How this squares with the aim of making Montreal a hotbed of tech innovation is unclear. While the city has produced some notable Canadian tech players – from point-of-sale software developer Lightspeed to multimedia entertainment phenom Moment Factory – few people would call it a tech hub. Attempts to change that have largely focused on tax credits to encourage startups and fostering a local venture-capital industry, led in part by the Caisse.
Little attention has been paid, however, to the role an onerous personal tax burden plays in attracting and retaining technology professionals. No technology sector can thrive without luring talent from elsewhere, no matter how creative and tech-savvy the locals are. And personal taxes are no minor detail when it comes to creating the climate needed to attract tech workers from sunnier destinations.
Yet, according to a new University of Sherbrooke study, all taxes (income, payroll, property and sales) combined amounted to 37.6 per cent of Quebec's gross domestic product in 2015, compared with 29.7 per cent of GDP in the rest of Canada. This leaves Quebeckers only slightly less taxed than Norwegians. Only Quebec is not competing with Norway for tech talent.
The high tax burden may help explain why Quebec's share of Canada's top income earners has been in constant decline in recent decades. While income inequality is a serious concern, the solution hardly lies in punishing highly skilled individuals for maximizing their earnings potential – especially when they already pay the lion's share of all taxes collected in the province. Yet, Quebec's tax take keeps going up.

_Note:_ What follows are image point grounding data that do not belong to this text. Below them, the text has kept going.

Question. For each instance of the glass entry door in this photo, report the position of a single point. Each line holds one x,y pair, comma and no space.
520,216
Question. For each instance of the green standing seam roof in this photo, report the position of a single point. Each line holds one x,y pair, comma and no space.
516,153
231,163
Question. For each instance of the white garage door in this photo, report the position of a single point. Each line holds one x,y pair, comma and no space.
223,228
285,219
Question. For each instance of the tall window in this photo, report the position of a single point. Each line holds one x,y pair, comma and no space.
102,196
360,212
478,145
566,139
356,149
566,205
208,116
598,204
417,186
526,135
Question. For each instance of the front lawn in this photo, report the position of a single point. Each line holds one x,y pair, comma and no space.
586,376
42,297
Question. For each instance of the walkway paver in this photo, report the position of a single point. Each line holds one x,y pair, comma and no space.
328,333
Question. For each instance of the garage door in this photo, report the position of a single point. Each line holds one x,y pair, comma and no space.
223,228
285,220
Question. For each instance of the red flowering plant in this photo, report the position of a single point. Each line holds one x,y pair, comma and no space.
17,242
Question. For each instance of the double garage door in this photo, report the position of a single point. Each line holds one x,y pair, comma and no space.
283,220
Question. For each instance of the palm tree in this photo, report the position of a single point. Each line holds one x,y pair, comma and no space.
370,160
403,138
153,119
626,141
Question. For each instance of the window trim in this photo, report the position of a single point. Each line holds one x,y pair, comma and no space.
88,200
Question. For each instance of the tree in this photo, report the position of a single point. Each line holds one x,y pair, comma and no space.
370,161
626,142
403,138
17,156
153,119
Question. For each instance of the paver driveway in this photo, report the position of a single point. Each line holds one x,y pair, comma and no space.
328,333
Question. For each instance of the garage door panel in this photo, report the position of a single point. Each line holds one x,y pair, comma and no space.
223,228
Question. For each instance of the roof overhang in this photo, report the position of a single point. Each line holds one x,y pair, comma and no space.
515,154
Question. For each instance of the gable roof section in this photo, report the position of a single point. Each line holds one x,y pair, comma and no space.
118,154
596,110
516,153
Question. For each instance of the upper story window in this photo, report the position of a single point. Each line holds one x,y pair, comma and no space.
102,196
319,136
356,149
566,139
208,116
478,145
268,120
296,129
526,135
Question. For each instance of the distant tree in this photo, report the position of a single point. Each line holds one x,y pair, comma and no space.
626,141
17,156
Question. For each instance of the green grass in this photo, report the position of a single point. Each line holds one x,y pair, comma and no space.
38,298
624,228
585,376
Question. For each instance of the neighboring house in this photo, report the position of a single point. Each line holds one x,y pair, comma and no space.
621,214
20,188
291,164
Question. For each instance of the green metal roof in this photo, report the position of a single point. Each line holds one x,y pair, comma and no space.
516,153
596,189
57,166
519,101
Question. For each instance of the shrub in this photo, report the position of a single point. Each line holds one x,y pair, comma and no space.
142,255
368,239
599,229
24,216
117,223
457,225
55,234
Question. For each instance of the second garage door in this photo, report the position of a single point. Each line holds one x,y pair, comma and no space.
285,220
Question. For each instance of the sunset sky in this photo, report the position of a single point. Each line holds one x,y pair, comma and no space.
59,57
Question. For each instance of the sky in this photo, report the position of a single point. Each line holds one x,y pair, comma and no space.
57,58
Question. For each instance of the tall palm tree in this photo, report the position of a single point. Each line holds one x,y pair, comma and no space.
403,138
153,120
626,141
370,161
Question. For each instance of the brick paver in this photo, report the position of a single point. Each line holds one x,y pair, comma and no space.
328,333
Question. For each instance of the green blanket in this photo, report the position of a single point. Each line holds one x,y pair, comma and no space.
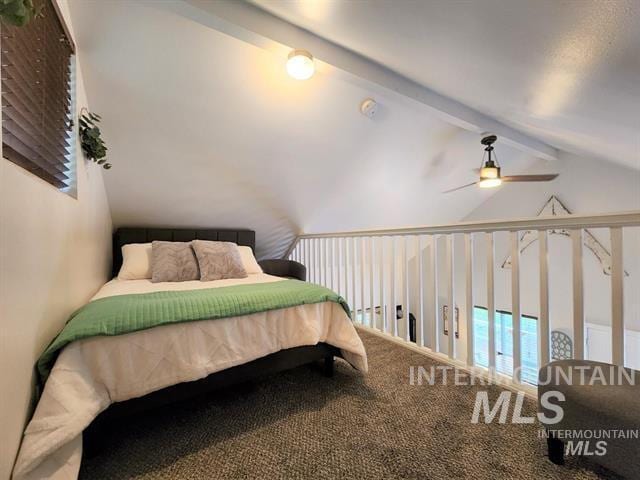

According to Statistics Canada, Quebec was home to 15 per cent of Canada's top 1 per cent of tax filers in 2014, well below its 23.4-per-cent share of the population. A new study by the Institut de la statistique du Québec digs deeper into the data to reveal that Quebec's share of the top 10 per cent of Canadian earners fell to 13.2 per cent in 2014 from 21.2 per cent in 1976. Ontario's share rose to 42.5 per cent, while Western Canada's share was up to 39.7 per cent.
Though Toronto's rise as Canada's head-office capital and Western Canada's resource boom are the main reasons Ontario and Alberta have higher concentrations of high-income earners than Quebec, any headhunter will tell you higher taxes make it harder to lure talent to Montreal.
And venture capital goes where the talent is. In 2016, Quebec accounted for a decent 20 per cent of the $1.7-billion in venture-capital funding obtained by Canadian-based firms. But that was barely a third of Ontario's 56-per-cent share, according to PwC Money Tree. Quebec policy makers will need to "think and act differently" in order to raise the province's future share.
At 48 per cent, Quebec's net debt remains by far the highest of any province except Newfoundland. This is often cited as an obstacle to lowering taxes in the province. The perception that public services suffered as Mr. Couillard sought to strangle the deficit has also left the government facing political pressure to inject more money into health and education. Hence, the only tax relief on the horizon is an early abolition of the modest "health contribution" that the Couillard government had promised to phase out by 2019.
It's better than zero. But it won't make Montreal a Silicon Valley Nord.